The Cincinnati.com article author invited me to write an op-ed piece or letter to the editor to get the information I gave her into their media, and she promised to keep my contact information for future articles. However, she also refused to make any changes to her article, saying that while she wished she had some of the details and sources I sent her while writing her article, “it would be inappropriate to add them at this point.” She also claimed that “the jury is still out on injury rates [for CrossFit].” Any jury that hears one side present concrete numbers and evidence and the other make unsubstantiated claims should not need to deliberate very long, but for some reason the press often seems to disagree. While I was invited to write an op-ed to “tell all sides of the story,” I would only have to write such a piece because the author failed to do so herself.

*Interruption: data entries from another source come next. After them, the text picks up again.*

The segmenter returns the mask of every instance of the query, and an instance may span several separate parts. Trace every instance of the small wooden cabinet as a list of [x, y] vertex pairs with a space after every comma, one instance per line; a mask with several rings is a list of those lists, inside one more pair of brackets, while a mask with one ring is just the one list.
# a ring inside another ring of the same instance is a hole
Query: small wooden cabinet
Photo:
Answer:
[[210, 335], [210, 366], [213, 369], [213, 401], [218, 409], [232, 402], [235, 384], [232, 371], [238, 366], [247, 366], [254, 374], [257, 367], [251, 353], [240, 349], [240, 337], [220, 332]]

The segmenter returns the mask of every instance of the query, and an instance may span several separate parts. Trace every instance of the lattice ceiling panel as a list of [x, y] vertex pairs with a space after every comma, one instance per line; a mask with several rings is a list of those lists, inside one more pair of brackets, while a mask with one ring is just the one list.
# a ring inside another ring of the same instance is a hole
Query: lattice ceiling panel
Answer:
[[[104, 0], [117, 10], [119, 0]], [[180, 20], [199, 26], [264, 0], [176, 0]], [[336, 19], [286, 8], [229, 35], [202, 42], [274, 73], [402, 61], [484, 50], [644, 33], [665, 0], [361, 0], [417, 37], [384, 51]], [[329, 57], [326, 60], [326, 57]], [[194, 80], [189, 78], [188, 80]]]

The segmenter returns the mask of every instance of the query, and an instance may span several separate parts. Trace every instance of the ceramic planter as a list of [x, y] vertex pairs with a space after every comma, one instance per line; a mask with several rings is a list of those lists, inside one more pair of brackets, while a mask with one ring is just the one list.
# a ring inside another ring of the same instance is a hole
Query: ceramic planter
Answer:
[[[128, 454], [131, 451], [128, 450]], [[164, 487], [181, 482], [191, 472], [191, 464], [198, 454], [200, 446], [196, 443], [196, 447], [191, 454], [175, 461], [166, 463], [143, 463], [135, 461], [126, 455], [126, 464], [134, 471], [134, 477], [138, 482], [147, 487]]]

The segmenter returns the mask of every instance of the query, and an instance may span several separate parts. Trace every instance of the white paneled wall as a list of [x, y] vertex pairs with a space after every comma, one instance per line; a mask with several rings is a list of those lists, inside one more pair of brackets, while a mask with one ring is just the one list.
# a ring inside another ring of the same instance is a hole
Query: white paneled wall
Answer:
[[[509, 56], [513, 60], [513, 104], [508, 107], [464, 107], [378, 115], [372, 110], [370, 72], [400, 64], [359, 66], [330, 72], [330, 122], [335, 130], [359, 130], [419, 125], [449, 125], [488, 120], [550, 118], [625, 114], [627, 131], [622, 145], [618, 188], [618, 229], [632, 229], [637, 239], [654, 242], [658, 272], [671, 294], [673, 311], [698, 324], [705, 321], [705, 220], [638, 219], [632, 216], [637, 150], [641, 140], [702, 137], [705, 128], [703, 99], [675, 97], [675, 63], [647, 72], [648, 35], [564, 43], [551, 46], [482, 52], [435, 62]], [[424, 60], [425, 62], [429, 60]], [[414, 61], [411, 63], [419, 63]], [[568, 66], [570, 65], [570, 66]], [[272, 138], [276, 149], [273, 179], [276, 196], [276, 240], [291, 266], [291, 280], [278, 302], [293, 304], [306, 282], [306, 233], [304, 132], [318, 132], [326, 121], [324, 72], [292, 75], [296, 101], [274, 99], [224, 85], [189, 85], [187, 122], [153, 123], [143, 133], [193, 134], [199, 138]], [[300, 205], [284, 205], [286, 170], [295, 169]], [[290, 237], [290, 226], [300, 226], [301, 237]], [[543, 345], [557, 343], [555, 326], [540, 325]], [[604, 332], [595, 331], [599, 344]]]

As Nicole Carroll covers in her article, CrossFit’s credential system has adapted and evolved over the years based on feedback. Any genuine criticism that seeks to deliver meaningful feedback rather than protect the interests of the entrenched health and fitness establishment needs to acknowledge all the relevant facts. The CrossFit Level 1 Trainer course is accredited by an independent agency just like many other “certified” personal training courses. Many of those accredited courses, although they may take a long time to prepare for, require only independent study from a book or the internet rather than in-person instruction, discussion, and coaching experience. NBC Connecticut and Cincinnati.com weren’t able to conduct balanced investigations of either personal training certifications or CrossFit. They refused to update their pieces even when we confronted them with new information; therefore I’ve corrected the record here.
A trainer who has experience coaching an athlete to keep their spine in a neutral position during a functional movements is more useful than an expert on metabolic processes who may have never coached or been coached. The CrossFit Level 1 Trainer course teaches topics fundamental to training uncommonly well while some NCCA-accredited courses require irrelevant pieces of paper, but not experience.